The simplest way to crack an interview is to be good enough to be recruited.
But, all that being said, and most probably ignored, here are some points to think about when you want to “crack” an interview.
- As a fresher, it is perfectly fine to not have any prior work experience. Don’t sweat it if you have no work-ex to show on your CV. At you age, and your level of experience, that is a feature, not a bug.
- Given your lack of experience, and presumably prior work-ex, the interviewer is likely to focus on your CV. This is the streetlight effect: what is most easily searchable will be searched. Whatever is on your CV – the only piece of paper that the interviewer has to go on – is what they’ll focus on the most.

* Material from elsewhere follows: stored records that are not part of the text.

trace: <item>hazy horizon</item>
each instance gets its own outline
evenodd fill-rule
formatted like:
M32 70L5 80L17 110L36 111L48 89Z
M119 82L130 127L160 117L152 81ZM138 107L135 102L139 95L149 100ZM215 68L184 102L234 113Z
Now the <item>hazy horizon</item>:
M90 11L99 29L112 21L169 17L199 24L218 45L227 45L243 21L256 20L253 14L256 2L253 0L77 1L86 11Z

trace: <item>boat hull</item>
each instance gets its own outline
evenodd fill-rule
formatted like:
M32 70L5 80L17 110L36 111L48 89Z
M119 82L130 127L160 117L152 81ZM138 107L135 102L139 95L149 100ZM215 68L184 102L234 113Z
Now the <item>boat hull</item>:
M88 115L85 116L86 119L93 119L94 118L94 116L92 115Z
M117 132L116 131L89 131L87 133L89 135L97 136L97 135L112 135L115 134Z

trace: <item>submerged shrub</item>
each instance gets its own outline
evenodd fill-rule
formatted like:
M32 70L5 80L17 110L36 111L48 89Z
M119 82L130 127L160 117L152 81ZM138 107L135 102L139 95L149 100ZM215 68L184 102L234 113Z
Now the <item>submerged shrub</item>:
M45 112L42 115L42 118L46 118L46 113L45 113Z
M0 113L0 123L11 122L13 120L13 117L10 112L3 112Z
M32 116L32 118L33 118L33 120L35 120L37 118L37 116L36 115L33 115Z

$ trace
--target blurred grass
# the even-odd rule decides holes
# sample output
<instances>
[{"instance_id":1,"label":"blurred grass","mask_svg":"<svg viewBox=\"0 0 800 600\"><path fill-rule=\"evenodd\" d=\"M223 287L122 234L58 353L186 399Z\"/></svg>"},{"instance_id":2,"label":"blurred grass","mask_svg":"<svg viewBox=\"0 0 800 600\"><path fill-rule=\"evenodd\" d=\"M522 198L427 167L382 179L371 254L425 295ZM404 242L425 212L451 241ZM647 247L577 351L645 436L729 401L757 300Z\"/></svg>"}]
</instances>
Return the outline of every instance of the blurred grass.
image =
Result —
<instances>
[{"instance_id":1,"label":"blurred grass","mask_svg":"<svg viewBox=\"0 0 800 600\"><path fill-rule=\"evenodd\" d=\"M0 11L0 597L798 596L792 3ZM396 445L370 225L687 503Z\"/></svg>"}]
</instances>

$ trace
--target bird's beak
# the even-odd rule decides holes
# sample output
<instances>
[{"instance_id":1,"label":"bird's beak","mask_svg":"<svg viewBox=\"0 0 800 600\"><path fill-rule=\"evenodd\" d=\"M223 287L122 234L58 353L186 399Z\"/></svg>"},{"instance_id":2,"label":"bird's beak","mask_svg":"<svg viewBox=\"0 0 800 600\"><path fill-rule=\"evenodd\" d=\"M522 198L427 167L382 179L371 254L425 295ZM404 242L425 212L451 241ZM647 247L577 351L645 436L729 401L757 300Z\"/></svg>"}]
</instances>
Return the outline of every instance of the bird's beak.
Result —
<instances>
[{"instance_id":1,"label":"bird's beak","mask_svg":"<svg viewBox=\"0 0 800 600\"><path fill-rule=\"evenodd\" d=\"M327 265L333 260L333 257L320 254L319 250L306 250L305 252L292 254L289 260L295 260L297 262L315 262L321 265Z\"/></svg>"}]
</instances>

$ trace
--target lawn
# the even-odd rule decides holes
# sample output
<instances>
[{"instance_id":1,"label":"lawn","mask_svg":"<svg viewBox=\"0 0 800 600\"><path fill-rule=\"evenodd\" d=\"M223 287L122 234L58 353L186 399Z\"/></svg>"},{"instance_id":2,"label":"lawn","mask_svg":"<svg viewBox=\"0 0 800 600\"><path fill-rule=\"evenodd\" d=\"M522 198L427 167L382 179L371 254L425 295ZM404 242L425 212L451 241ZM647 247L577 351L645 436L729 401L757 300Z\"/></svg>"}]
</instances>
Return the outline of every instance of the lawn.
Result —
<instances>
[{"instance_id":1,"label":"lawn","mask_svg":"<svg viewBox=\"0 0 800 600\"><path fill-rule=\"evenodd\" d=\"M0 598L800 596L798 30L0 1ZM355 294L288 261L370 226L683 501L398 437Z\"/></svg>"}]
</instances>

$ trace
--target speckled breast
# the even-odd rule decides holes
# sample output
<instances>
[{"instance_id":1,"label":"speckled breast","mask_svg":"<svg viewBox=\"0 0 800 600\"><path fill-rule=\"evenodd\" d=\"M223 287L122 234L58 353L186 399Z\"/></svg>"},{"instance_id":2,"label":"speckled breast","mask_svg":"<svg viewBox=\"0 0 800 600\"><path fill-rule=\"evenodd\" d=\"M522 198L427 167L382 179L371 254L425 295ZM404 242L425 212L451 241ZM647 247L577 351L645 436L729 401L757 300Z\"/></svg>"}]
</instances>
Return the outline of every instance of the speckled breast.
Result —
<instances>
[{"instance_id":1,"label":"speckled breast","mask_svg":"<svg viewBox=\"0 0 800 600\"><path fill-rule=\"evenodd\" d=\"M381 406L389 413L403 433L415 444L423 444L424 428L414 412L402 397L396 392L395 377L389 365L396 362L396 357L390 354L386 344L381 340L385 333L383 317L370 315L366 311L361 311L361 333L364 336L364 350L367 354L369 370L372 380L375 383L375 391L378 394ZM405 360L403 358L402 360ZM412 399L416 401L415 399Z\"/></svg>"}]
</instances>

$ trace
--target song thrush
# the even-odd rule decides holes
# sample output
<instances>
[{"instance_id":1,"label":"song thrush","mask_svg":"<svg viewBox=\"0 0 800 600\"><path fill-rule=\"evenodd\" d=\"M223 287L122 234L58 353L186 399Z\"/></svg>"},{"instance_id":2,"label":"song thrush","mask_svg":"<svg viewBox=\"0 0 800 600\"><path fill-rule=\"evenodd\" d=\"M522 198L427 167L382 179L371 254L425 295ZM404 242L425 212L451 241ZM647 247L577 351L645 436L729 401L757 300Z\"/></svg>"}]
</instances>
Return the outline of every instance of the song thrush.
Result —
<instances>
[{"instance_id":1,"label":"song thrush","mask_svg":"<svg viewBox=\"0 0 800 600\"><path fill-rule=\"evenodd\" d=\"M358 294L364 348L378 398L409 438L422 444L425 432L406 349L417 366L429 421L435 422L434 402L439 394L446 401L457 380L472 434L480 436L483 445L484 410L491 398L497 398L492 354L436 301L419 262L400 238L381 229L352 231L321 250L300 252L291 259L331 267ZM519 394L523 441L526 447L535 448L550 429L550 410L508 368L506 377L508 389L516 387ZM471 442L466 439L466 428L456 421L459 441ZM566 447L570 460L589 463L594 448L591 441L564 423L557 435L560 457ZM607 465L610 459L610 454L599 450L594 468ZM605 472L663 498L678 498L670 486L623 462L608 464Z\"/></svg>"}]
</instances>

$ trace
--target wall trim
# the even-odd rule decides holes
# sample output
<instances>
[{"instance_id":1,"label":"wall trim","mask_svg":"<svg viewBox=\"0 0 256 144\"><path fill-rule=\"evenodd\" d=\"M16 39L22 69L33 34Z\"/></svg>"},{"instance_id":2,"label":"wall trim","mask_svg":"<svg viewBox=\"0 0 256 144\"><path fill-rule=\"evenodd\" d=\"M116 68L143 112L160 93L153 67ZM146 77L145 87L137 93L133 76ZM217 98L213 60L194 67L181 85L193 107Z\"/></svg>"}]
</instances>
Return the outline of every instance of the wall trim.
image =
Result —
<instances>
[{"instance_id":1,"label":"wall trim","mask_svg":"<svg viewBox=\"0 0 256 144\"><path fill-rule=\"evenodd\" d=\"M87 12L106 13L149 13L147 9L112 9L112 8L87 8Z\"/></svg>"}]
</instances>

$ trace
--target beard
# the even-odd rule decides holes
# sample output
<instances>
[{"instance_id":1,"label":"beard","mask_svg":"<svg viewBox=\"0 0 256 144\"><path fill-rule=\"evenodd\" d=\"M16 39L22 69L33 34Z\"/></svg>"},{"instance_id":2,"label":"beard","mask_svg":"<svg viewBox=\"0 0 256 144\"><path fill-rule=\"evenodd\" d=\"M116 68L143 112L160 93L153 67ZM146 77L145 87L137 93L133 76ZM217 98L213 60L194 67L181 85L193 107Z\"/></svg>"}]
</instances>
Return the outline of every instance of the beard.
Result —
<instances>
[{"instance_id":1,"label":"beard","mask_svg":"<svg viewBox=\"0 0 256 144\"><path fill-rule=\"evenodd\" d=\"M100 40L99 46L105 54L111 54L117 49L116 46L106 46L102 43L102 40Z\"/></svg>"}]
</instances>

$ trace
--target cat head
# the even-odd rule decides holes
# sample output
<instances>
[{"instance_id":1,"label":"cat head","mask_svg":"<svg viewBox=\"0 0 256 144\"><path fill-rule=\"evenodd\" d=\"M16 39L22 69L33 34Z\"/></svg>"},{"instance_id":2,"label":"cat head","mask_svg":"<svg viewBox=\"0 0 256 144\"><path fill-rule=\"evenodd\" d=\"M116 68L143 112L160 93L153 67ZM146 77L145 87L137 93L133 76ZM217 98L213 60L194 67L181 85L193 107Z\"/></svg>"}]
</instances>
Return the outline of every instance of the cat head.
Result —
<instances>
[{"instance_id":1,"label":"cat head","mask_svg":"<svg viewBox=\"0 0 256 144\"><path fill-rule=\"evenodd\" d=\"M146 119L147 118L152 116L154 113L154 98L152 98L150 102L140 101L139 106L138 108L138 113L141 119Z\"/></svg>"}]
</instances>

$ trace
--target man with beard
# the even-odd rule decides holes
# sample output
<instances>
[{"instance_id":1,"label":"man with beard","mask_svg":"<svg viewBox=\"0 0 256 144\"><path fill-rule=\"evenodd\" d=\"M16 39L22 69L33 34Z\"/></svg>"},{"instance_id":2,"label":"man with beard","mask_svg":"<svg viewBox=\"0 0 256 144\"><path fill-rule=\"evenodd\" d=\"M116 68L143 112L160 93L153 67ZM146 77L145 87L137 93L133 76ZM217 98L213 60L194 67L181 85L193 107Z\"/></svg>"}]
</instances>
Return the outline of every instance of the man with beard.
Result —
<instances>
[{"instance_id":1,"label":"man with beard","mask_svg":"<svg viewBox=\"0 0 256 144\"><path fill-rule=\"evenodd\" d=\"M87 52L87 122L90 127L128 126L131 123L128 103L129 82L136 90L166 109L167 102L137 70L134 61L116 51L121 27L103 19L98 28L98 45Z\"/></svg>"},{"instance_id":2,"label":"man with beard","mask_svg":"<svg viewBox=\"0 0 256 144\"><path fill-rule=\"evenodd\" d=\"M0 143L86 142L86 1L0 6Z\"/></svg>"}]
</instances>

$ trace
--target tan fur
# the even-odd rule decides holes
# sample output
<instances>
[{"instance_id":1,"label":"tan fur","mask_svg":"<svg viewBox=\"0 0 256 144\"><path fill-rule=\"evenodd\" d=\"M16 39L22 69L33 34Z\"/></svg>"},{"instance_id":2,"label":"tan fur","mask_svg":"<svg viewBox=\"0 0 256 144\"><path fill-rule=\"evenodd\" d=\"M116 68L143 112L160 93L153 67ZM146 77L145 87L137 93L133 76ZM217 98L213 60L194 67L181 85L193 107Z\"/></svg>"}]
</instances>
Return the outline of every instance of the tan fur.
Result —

- That’s why all the agonizing over the CV – it becomes your calling card during the interview.
- Keep your CV as brief as possible, preferably less than a page. I still keep my CV to below a page.
- The economics-y way of thinking about this is very similar to how a presenter uses a PPT. The PPT should be a complement, not a substitute. Since you’re the one giving the interview, and not your CV, your CV should be nothing more than a bridge for the interviewer to reach you. It should be short on detail, but as long as possible on sparking curiosity.
- If your CV is able to spark said curiosity, it is up to you to turn that spark into a raging fire. To me, personally, your ability to speak English isn’t a deciding factor. Your ability to communicate, to get your point across – in any mutually understandable language – that is very much a deciding factor.
- For example, if the interviewer says “Tell me more about this project/internship/whatever” – that’s a spark.
- Do not rush into a description of the project.
- Tell the interviewer about skills that you used to do the project well. Make sure these skills are relevant to the job that you are interviewing for. (Example: “I used my knowledge of VLOOKUPS in MS-Excel to do xyz”)
- Or tell the interviewer about skills that you acquired while doing this project. The second sentence in point 9 above applies here as well. (Example: “I learn how to use VLOOKUPS in MS-Excel to do xyz”)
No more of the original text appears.